Sometimes things nicely come together. Thanks to a little discussion about Thomas Torrance and (federal or evangelical) Calvinism, I took Torrance’s The School of Faith from the shelf. It’s one of his less well known books and it comprises an edition of all the Catechisms that were ‘officially authorised and employed by the Church of Scotland since the Reformation’ (1). It’s was first published in 1959. Torrance offers an excellent introduction to these writings in about 125 pages. These pages are in fact a very concise introduction to Torrance’s own theology, especially his thoughts about revelation and natural theology, incarnation and atonement, and his doctrine of the Holy Spirit, the church and the sacraments. It were these topics on which he lectured in the fifties at New College. These strands in his thinking have been attracting less attention then what he said and wrote about the incarnation and atonement and about science and theology.

In the meantime I’m preparing a lecture about the Lord’s Supper and our mortality. How does the celebration of Christ’s death and resurrection enables us to live, while facing death, in us and around us? While turning over the pages in Torrance’s The School of Faith I stumbled upon Craig’s Catechism from 1581. I read it before and at that time it was completely unknown to me. But it struck me because of his very forceful style, with short questions and answers, but also because of its concreteness. There is quite a lot emphasis on our senses and our body, especially in the (large) section about the sacraments. Like the other Catechisms from the Reformation period, it stresses the fact that the elements, like water, bread, wine, don’t have an intrinsic power or efficacy. However, unlike these other Catechisms, Craig’s Catechism maintains very convincing that the bodily language of the sacraments do have an intrinsic worth. This worth is twofold: first of all epistemological. Consider for example these questions and answers (p.155):

Q. How does He (Christ) offer His body and blood?

A. By the Word and Sacraments.

Q. How do we receive His body and blood?

A. By our own lively faith alone.

Q. What follows upon this receiving by faith?

A. That Christ dwells in us, and we in Him.

Q. Is not this done by the Word and Baptism?

A. Yes, but our union with Christ is more evident and manifest here.

Q. Why is it more evident?

A. Because it is expressed by meat and drink joined with us inwardly in our bodies.

That’s the first point: the Supper makes the Union with Christ more evident, that is: evident inwardly in our bodies! No Platonic thinking here! No separation between soul and body! We are both body and soul and that’s why God gave us the sacraments!

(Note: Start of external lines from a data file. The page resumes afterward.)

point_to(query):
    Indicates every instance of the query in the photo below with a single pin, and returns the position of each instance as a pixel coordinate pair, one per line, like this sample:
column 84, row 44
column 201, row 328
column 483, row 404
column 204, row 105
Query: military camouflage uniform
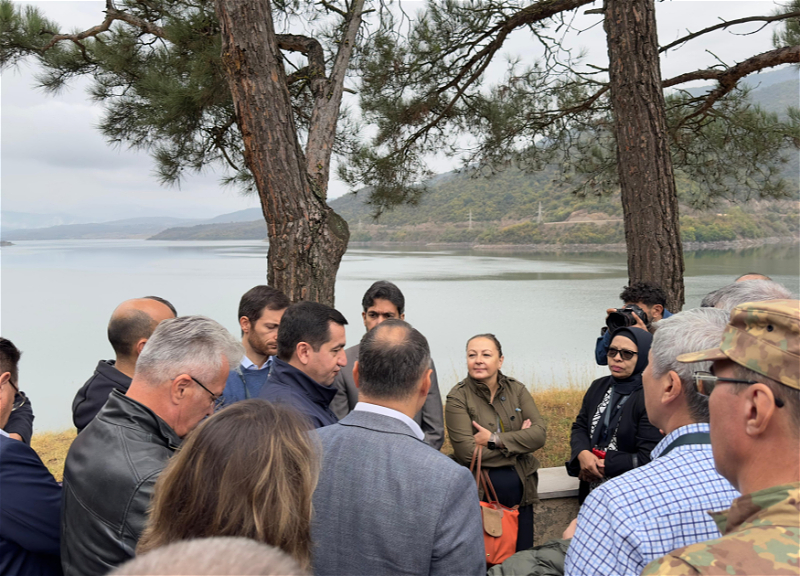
column 761, row 535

But there is another point to maken (p.157):

Q. Should we seek the food of our souls in the elements of bread and wine?

A. No, for they were not given to that end.

Q. To what end then were they given?

A. To lead us directly to Christ, who only is the food of our souls.

 Q. What profit should our bodies have by this Sacrament?

A. It is a pledge of our resurrection by Christ.

Q. How is that?

A. Because our bodies are partakers of the sign of life.

This is a very remarkable passage! The imagery of a ‘pledge’ is very common in Calvinistic theology. The Lord´s Supper is called a pledge of our salvation, a means to be sure of it. But, to the best of my knowledge, Calvin nowhere says that the Lord´s Supper is a pledge of our bodily resurrection. No wonder then, that Craig let his pupils ask: “How is that?” And his supreme answer: “Because our bodies are partakers of the sign of life”. Before this, Craig has explained that the giving of the bread and wine means a spiritual feeding of our souls with Christ’s body and blood (p.156). The ‘close conjunction’ with meat and drink means ‘the spiritual union which we have in Jesus Christ’. But there is also a bodily conjunction, so to speak. And that conjunction means participation in Christ’s bodily resurrection. We share in the sign of life!